Adjustable-rate mortgages (ARMs) may have been a defining trait of the housing market crash. However, the average mortgage rates on 5/1 adjustable-rate mortgages (ARMs) as well as the  30-year fixed-rate mortgages (FRMs) rose by about 70 basis points from August 2017 to August 2018, according to an analysis [1] by CoreLogic. [2]

“ARMs were popular prior to the housing bubble burst and its share of the dollar volume of conventional loan originations dropped to a staggering 4 percent in early-2009 from more than 50 percent during mid-2005,” Archana Pradhan, Senior Professional Economist at CoreLogic wrote on its blog. Though the rates of ARMs have fluctuated from 8-18 percent, increasing and decreasing in tune to the rise and decline of FRMs, the overall ARM share remained stable from last year despite the rise in the mortgage interest rate, the report indicated.

The analysis also found that ARMs accounted for 15 percent of the dollar volume of conventional single-family mortgage originations as of August 2018. It is worth noting that the national share of ARMs had considerable variations across locations and loan sizes. The report found that ARMs are common in expensive areas and among homebuyers borrowing large-balance mortgage loans than for those with smaller loans.

The rate on 30-year FRMs surged to 4.55 in August 2018 from 3.88 in August 2017. Similarly, the rate on 5/1 ARMs rose to 3.87 in August 2018 from 3.15 in August 2017. Buyers perceive ARMs to be a more feasible option on account of its lower initial interest rate, especially for bigger loans compared to FRMs, resulting in bigger monthly savings.

Pradhan noted the strong relationship between the average sale price and the ARM share, wherein it is higher for metros with a higher average sale price.
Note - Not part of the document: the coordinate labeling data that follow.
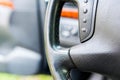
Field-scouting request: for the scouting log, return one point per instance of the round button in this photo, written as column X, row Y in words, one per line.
column 84, row 30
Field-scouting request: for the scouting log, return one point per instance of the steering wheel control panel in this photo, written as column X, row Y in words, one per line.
column 69, row 35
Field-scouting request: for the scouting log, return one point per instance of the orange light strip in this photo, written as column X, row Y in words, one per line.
column 70, row 13
column 7, row 3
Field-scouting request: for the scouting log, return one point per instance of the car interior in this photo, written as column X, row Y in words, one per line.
column 59, row 40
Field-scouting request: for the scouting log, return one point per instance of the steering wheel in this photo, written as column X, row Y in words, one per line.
column 99, row 50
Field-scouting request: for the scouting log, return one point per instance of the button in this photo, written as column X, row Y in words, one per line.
column 85, row 1
column 66, row 34
column 84, row 20
column 84, row 30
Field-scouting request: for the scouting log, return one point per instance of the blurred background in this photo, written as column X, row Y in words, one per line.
column 22, row 54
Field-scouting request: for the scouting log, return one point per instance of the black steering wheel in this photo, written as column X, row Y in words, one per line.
column 99, row 50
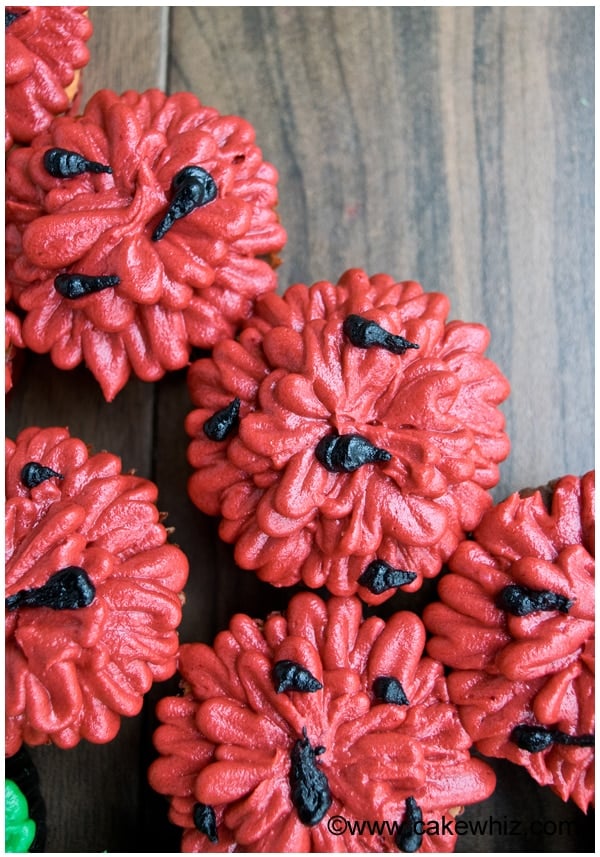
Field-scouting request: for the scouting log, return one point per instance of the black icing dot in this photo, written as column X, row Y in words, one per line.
column 205, row 821
column 365, row 333
column 310, row 791
column 192, row 187
column 379, row 576
column 289, row 675
column 224, row 422
column 345, row 453
column 63, row 164
column 521, row 601
column 410, row 837
column 389, row 689
column 73, row 286
column 67, row 589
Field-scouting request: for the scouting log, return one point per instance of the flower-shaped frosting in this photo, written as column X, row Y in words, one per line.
column 44, row 48
column 516, row 625
column 93, row 592
column 134, row 233
column 349, row 436
column 287, row 726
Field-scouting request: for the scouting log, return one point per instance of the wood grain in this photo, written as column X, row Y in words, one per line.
column 451, row 145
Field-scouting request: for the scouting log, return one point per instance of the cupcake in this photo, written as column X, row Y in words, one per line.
column 515, row 624
column 138, row 230
column 93, row 592
column 13, row 339
column 24, row 808
column 348, row 437
column 45, row 48
column 293, row 733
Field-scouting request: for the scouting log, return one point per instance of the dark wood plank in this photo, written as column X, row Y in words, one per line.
column 452, row 145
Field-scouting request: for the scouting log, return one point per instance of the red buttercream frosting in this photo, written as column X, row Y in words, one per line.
column 299, row 379
column 190, row 287
column 13, row 339
column 71, row 673
column 535, row 669
column 226, row 745
column 44, row 47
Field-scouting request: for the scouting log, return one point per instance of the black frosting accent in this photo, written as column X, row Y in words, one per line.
column 75, row 286
column 63, row 164
column 534, row 738
column 388, row 689
column 310, row 791
column 192, row 188
column 365, row 333
column 409, row 838
column 223, row 422
column 379, row 576
column 34, row 474
column 205, row 821
column 344, row 453
column 11, row 17
column 67, row 589
column 289, row 675
column 521, row 601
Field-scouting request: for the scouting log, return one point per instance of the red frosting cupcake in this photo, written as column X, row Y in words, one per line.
column 134, row 233
column 45, row 46
column 13, row 339
column 516, row 625
column 93, row 592
column 292, row 731
column 349, row 436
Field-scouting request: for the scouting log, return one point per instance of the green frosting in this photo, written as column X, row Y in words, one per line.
column 19, row 830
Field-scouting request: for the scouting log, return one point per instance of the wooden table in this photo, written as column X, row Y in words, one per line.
column 452, row 145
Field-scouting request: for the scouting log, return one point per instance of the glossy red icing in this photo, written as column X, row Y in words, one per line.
column 44, row 47
column 537, row 668
column 190, row 288
column 227, row 742
column 13, row 339
column 298, row 378
column 73, row 673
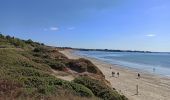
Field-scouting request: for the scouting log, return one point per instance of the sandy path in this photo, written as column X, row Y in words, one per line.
column 151, row 87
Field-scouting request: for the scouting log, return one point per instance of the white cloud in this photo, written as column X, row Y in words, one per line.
column 54, row 28
column 71, row 28
column 45, row 29
column 151, row 35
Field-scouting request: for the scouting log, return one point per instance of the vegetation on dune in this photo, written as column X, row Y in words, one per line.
column 26, row 72
column 100, row 89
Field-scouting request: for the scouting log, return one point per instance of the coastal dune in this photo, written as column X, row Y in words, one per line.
column 150, row 87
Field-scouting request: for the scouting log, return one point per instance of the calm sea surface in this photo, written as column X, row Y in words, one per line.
column 158, row 63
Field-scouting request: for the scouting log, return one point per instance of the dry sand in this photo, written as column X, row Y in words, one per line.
column 151, row 87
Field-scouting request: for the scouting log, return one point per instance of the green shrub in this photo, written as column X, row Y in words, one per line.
column 81, row 90
column 99, row 89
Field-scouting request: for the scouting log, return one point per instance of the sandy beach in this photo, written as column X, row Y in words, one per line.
column 151, row 87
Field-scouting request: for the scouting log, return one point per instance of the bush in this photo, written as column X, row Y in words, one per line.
column 99, row 89
column 82, row 65
column 81, row 90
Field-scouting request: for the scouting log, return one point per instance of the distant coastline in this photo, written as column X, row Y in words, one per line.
column 107, row 50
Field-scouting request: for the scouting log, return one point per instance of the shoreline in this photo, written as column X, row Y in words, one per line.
column 151, row 86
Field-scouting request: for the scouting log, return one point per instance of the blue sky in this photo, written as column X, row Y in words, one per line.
column 111, row 24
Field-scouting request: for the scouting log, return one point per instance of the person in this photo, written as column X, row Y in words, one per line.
column 113, row 74
column 117, row 74
column 138, row 76
column 153, row 69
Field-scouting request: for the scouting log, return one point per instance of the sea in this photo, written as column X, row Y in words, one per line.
column 156, row 63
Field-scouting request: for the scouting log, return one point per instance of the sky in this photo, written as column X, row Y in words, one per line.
column 101, row 24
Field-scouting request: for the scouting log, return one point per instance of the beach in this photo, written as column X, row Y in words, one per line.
column 150, row 86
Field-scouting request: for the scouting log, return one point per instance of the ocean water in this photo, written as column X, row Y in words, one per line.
column 158, row 63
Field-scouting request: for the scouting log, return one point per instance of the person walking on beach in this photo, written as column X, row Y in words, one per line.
column 113, row 74
column 138, row 76
column 117, row 74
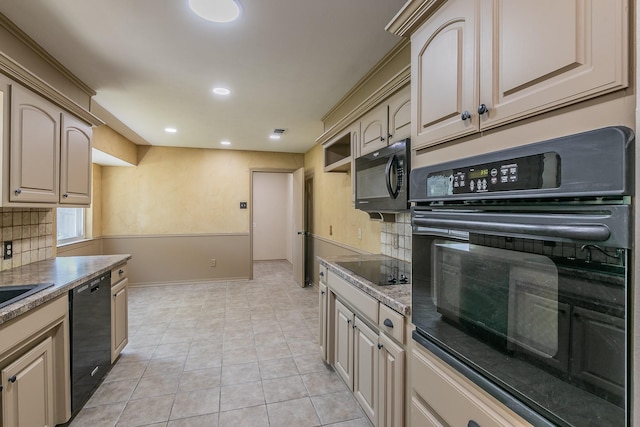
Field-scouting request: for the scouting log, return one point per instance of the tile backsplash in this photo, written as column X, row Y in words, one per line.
column 396, row 237
column 31, row 231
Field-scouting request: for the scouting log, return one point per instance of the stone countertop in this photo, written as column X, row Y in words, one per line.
column 64, row 272
column 396, row 297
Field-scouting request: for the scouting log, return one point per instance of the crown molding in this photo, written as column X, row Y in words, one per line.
column 21, row 75
column 401, row 79
column 389, row 57
column 412, row 15
column 32, row 45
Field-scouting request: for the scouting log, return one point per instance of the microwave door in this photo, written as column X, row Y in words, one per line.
column 393, row 180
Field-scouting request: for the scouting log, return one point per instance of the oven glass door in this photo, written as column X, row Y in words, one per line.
column 544, row 320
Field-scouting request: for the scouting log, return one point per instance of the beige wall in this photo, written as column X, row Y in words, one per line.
column 184, row 191
column 333, row 208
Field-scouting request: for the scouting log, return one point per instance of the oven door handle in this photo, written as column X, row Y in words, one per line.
column 587, row 232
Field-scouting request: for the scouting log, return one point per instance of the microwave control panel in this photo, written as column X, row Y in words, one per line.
column 523, row 173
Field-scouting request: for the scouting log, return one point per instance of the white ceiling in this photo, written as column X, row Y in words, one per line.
column 153, row 63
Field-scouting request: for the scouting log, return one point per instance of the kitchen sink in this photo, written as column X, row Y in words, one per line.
column 11, row 294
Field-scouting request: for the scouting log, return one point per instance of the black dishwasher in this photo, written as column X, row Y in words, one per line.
column 90, row 334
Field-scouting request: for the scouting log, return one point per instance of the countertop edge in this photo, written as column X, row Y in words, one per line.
column 37, row 273
column 380, row 293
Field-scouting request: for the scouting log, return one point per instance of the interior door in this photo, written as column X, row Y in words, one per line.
column 299, row 235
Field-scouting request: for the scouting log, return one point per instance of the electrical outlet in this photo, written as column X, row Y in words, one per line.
column 7, row 253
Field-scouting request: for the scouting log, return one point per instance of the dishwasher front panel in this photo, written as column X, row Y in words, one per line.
column 90, row 310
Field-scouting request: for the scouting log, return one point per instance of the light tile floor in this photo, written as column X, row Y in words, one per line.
column 240, row 353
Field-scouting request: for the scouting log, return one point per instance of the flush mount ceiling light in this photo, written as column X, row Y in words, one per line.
column 216, row 10
column 221, row 91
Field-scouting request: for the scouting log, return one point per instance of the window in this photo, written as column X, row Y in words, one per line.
column 70, row 225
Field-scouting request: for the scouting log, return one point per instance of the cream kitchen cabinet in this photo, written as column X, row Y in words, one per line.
column 388, row 122
column 28, row 396
column 323, row 303
column 46, row 152
column 477, row 64
column 368, row 350
column 75, row 162
column 442, row 397
column 34, row 366
column 119, row 311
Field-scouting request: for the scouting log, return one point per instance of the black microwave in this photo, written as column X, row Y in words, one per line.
column 382, row 179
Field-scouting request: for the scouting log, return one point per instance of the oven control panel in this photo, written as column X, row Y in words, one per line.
column 523, row 173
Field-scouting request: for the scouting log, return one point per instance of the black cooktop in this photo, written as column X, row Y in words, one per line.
column 383, row 272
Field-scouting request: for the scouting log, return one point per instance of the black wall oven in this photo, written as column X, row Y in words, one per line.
column 521, row 276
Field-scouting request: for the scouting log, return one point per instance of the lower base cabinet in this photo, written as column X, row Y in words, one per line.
column 370, row 359
column 28, row 396
column 34, row 367
column 391, row 383
column 119, row 311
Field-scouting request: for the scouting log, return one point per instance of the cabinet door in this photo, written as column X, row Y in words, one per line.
column 343, row 343
column 365, row 368
column 119, row 318
column 373, row 126
column 322, row 301
column 400, row 115
column 390, row 383
column 444, row 74
column 35, row 148
column 75, row 162
column 541, row 55
column 27, row 397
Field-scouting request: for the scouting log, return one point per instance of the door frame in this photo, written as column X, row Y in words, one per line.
column 250, row 202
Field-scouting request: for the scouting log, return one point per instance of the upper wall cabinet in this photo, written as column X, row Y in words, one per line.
column 34, row 148
column 75, row 162
column 386, row 123
column 480, row 64
column 46, row 153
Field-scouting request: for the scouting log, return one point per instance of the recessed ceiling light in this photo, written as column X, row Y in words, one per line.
column 216, row 10
column 221, row 91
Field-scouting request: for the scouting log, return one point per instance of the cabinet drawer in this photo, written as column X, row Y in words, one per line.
column 391, row 322
column 421, row 416
column 355, row 298
column 118, row 273
column 322, row 274
column 455, row 400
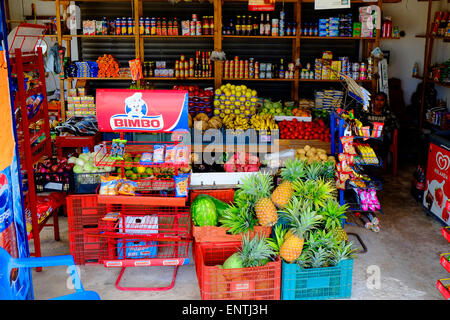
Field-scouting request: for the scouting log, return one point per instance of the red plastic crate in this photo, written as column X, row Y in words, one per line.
column 84, row 211
column 85, row 246
column 225, row 195
column 258, row 283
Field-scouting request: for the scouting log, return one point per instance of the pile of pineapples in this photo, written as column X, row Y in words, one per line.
column 303, row 211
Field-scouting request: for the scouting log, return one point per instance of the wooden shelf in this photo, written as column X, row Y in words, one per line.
column 176, row 79
column 177, row 37
column 91, row 78
column 445, row 85
column 329, row 80
column 259, row 79
column 257, row 37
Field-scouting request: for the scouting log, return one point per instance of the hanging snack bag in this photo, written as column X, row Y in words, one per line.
column 181, row 185
column 146, row 159
column 171, row 151
column 128, row 188
column 158, row 154
column 182, row 156
column 109, row 186
column 347, row 145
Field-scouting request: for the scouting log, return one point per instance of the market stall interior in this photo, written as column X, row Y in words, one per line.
column 238, row 153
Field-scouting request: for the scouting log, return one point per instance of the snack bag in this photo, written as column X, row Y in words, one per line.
column 128, row 188
column 171, row 151
column 146, row 159
column 111, row 216
column 109, row 186
column 158, row 153
column 181, row 185
column 347, row 144
column 182, row 156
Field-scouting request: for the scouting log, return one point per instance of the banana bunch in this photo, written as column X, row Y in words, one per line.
column 263, row 122
column 237, row 122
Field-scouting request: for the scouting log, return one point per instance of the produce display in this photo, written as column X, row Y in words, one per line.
column 303, row 211
column 199, row 100
column 108, row 67
column 202, row 122
column 312, row 154
column 254, row 252
column 242, row 162
column 294, row 129
column 235, row 99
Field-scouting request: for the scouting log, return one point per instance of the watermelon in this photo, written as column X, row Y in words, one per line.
column 204, row 212
column 234, row 261
column 220, row 205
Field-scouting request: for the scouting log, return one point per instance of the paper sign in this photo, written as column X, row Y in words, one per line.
column 331, row 4
column 122, row 110
column 261, row 5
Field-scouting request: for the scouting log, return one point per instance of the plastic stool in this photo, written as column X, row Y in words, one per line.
column 77, row 142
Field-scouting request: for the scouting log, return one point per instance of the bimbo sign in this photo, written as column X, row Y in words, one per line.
column 121, row 110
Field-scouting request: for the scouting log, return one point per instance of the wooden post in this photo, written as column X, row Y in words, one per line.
column 296, row 48
column 141, row 39
column 218, row 65
column 59, row 38
column 426, row 63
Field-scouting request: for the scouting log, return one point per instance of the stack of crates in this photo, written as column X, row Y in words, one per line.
column 257, row 283
column 83, row 214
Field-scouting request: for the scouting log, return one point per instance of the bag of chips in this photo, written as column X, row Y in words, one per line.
column 109, row 185
column 128, row 188
column 158, row 154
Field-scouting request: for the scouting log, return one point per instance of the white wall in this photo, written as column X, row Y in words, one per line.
column 411, row 16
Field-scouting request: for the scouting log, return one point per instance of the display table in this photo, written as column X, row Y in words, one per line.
column 77, row 142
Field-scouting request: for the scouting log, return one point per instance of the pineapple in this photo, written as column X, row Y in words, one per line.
column 295, row 169
column 258, row 187
column 316, row 192
column 239, row 217
column 255, row 252
column 318, row 257
column 340, row 252
column 314, row 170
column 301, row 219
column 334, row 214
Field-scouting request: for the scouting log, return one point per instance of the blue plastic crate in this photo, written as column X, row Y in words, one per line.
column 318, row 283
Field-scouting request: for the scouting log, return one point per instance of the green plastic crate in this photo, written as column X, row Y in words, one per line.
column 317, row 283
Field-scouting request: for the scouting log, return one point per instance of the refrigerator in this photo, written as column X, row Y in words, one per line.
column 437, row 188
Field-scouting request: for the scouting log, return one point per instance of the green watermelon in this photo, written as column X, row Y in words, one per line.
column 220, row 205
column 203, row 212
column 233, row 261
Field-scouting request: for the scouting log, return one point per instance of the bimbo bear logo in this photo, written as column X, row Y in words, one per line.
column 136, row 117
column 135, row 107
column 442, row 161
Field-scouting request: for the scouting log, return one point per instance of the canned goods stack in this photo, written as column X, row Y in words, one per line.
column 250, row 25
column 198, row 67
column 328, row 69
column 235, row 100
column 157, row 26
column 197, row 27
column 119, row 26
column 251, row 69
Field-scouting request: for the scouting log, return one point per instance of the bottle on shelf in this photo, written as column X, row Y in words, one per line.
column 238, row 26
column 262, row 25
column 281, row 69
column 255, row 26
column 267, row 26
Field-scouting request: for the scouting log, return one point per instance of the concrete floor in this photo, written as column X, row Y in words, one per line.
column 406, row 252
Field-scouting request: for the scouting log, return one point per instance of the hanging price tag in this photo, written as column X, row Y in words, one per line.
column 261, row 5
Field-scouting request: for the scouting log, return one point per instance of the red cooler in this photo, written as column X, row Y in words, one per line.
column 437, row 190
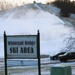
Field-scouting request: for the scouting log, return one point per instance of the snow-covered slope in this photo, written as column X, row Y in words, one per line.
column 28, row 19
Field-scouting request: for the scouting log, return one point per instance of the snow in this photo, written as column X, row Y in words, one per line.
column 25, row 21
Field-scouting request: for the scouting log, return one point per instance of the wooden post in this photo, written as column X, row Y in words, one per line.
column 5, row 53
column 38, row 49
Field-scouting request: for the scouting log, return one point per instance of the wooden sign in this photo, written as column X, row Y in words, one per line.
column 22, row 47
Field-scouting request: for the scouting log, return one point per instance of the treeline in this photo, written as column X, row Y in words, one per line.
column 67, row 7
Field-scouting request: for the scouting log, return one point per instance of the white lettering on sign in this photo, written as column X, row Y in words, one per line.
column 22, row 47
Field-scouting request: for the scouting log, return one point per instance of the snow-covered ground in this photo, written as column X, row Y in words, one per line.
column 28, row 19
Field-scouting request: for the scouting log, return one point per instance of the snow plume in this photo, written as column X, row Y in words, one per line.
column 6, row 4
column 27, row 20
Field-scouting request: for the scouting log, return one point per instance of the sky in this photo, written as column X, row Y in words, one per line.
column 25, row 21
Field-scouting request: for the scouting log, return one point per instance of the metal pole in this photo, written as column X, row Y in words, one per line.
column 5, row 53
column 38, row 49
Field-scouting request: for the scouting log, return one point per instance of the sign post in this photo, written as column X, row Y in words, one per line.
column 22, row 47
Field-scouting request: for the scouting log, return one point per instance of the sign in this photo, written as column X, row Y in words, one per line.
column 22, row 47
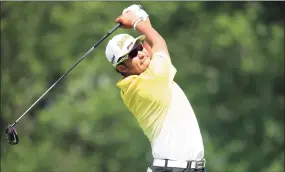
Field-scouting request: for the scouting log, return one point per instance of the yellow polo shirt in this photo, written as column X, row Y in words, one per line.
column 148, row 95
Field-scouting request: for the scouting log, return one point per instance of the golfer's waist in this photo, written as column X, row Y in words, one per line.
column 193, row 164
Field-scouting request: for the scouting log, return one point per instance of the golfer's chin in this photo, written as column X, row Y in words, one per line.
column 145, row 64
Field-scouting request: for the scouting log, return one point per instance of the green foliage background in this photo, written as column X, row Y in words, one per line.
column 230, row 63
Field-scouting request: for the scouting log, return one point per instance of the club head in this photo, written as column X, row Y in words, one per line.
column 12, row 135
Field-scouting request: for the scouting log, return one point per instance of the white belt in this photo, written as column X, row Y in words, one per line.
column 172, row 163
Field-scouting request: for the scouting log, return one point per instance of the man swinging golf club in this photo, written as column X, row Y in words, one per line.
column 149, row 91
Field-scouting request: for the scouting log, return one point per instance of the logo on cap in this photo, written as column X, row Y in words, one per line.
column 122, row 41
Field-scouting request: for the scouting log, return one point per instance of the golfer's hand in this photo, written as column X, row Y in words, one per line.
column 127, row 19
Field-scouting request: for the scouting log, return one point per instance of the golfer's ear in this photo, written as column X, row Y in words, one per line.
column 122, row 68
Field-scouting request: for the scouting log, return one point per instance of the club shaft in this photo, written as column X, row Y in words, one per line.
column 53, row 85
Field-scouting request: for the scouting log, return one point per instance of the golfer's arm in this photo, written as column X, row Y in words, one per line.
column 155, row 40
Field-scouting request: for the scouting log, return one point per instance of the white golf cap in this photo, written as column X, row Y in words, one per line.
column 120, row 45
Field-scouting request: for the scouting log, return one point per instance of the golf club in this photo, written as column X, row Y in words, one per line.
column 11, row 133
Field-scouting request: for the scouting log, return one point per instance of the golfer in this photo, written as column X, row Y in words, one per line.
column 150, row 93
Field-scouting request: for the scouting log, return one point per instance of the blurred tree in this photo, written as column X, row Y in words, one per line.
column 230, row 63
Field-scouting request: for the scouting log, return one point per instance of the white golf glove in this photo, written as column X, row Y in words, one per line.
column 138, row 10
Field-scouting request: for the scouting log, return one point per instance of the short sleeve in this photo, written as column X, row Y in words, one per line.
column 161, row 67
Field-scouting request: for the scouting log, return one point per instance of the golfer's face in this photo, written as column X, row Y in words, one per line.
column 139, row 59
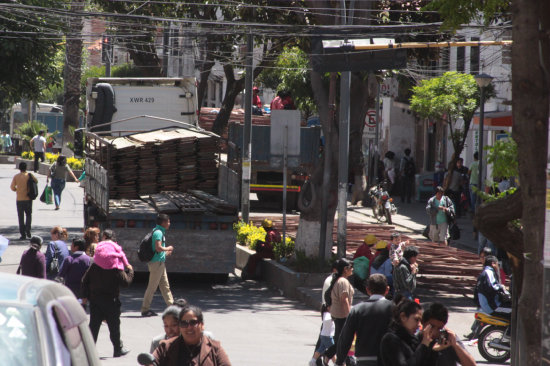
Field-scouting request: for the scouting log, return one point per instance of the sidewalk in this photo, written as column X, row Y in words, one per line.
column 413, row 216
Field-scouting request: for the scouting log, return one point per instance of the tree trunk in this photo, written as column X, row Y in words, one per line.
column 234, row 87
column 72, row 73
column 309, row 229
column 530, row 114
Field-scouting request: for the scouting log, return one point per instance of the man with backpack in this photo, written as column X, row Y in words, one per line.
column 408, row 170
column 25, row 185
column 157, row 268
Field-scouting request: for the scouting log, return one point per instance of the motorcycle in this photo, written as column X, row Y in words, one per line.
column 492, row 342
column 382, row 204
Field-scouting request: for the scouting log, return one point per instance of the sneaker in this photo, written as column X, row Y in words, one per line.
column 121, row 352
column 148, row 313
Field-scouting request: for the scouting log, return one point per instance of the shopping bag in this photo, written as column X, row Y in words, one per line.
column 48, row 195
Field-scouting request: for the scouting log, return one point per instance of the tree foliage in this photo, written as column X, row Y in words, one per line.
column 457, row 12
column 291, row 73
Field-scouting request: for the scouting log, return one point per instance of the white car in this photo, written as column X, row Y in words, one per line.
column 42, row 323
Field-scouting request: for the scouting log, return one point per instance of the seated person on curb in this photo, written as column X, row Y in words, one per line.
column 447, row 349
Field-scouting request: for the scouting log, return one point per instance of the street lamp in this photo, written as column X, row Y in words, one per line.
column 482, row 80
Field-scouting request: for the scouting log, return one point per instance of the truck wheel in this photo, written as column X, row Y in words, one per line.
column 307, row 197
column 221, row 278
San Jose metro had the highest average sale price and the largest share of ARMs out of all conventional mortgage originations in 2018. Metro areas used in the CoreLogic analysis are Core Based Statistical Areas.

At a stable rate since 2017, ARMs comprised 51 percent of the dollar volume among mortgages of more than $1 million originated during August 2018. The ARM share dropped by 1 percentage point from August 2017 and is currently at 21 percent among mortgages in the $400,001-$1 million range, and remains unchanged from last year among mortgages in the $200,001-$400,000 range at 7 percent in August 2018.

The report reflects on the correlation between the demand for ARMs and FRM rates and the difference in their initial interest rates. For homeowners, relatively low FRM rates continue to be a great option despite the rate having increased a year ago. The analysis also cites higher default rates on ARMs during the crash, rigid underwriting requirement of lenders in recent years, lengthening periods of expected ownership as the possible reasons for the decrease in ARMs volume.